I have kind of a general question about the way that multi-threading works. I have a very large reduce_sum
function that has a ton of data passed in, with the intention being that I want to shard the data across threads:
target += reduce_sum(
choice_lpmf,
indices, // Thing to cut across
grainsize, // grainsize == 1
p_R_ftr_not_na,
p_R_ftr_wo_clm,
pricing_error_mean,
pricing_error_sd,
tm_int_ind_n,
p_R_ftr_wo_clm_w_tm, // transformed data, N
pricing_error_mean_tm, // model block, N
pricing_error_sd_tm, // model block
run_demand, // data
is_nb, // transformed data, N
L_draws, // data
lambda, // transformed data, N
demand_choice_index, // data
tm_ind, // data
dollar_norm, // data
is_nb_int, // transformed data
tm_elig_n, // transformed data
J, // data
J_oo, // data
prices_not_na_ind, // data, N x J
prices_oo_not_na_ind, // data, N x J_oo
limits, // transformed data, J --
limits_oo, // transformed data, J_oo --
prices, // transformed data, N x J
prices_oo, // transformed data, N x J_oo
tm_optin_disc_n, // transformed data, N
prices_pre_firm_ind, // data, N x J
prices_pre_cov_ind, // data, N x J
pre_oo_firm_ind, // data, N x J_oo
pre_oo_cov_ind, // data, N x J_oo
clm_surcharge, // data, N
pareto_loc, // transformed data, N
pareto_shape, // data
risk_aversion, // model block, scalar
firm_switch_cost, // model block, N
cov_switch_cost, // model block, scalar
tm_frictions, // model block, N
sigma_logit, // model block, scalar
plan_fes, // model block, N x J
plan_oo_fes, // model block, N x J_oo
quad_nodes,
quad_weights
);
The mapping function choice_lpmf
cuts all these variables into chunks and then does all the likelihood calculations.

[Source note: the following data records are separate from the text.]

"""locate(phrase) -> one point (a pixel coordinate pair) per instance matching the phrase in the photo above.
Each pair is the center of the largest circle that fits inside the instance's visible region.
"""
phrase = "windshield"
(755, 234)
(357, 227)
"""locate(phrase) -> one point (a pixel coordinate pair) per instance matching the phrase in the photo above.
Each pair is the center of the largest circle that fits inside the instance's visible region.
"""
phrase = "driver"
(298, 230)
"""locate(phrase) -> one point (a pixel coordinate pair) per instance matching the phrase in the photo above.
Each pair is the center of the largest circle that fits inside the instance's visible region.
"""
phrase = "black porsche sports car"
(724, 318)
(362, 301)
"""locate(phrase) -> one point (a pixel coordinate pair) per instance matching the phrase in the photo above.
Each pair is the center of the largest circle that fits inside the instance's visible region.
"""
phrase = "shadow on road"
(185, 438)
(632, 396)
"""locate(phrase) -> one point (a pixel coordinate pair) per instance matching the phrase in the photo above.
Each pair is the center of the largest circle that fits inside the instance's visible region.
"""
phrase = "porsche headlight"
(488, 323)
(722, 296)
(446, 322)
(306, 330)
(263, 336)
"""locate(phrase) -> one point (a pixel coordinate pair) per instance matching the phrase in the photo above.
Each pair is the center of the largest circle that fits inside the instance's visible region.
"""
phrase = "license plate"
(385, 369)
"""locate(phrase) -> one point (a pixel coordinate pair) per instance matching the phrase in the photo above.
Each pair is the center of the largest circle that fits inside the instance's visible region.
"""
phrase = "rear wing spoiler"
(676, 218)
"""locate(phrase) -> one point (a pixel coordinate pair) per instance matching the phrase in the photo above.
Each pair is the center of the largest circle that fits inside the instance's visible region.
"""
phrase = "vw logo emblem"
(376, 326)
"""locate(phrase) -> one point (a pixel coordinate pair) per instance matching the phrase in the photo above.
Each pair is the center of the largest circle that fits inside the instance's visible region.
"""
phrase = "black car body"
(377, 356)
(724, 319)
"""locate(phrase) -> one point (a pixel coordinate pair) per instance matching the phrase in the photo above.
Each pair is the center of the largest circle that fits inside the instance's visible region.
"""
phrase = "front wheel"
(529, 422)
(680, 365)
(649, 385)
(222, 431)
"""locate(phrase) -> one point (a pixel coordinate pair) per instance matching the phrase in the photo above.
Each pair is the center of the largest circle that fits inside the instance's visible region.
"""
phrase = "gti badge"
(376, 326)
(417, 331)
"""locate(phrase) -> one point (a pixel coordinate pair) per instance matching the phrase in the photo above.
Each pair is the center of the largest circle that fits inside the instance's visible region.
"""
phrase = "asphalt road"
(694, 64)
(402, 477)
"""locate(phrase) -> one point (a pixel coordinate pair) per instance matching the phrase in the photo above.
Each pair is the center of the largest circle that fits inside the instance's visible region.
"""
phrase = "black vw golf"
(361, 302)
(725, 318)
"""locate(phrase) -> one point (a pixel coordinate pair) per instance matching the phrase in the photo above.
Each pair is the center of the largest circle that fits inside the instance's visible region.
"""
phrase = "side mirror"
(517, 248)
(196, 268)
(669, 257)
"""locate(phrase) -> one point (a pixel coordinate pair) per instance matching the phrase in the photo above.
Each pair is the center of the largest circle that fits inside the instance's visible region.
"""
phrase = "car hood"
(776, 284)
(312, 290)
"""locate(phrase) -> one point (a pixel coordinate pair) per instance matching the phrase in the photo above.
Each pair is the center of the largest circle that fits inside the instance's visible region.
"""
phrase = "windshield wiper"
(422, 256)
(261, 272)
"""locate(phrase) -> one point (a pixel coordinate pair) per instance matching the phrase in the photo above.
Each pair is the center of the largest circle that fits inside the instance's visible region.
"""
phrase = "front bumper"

I have yet to find a better way to do this – ideally, reduce_sum
would shard all the variables for me before handing them to a thread, but I have not yet found a way to do this.
Many of these variables are quite large. On a single threaded run, this doesn’t use much memory, it’s just slow.
However, I’m running into the issue where, when I start adding threads, it quickly becomes an inoperable problem. The memory usage is insane, and I cannot actually run this model on the full data set with more than 1-2 threads.
My best guess here is that reduce_sum
deep copies all the variables to each thread. Is there a way to prevent this? Maybe to flag some of these variables as something to be passed by reference? Or is there some other way of writing out functions like this that use lots of heterogeneous data?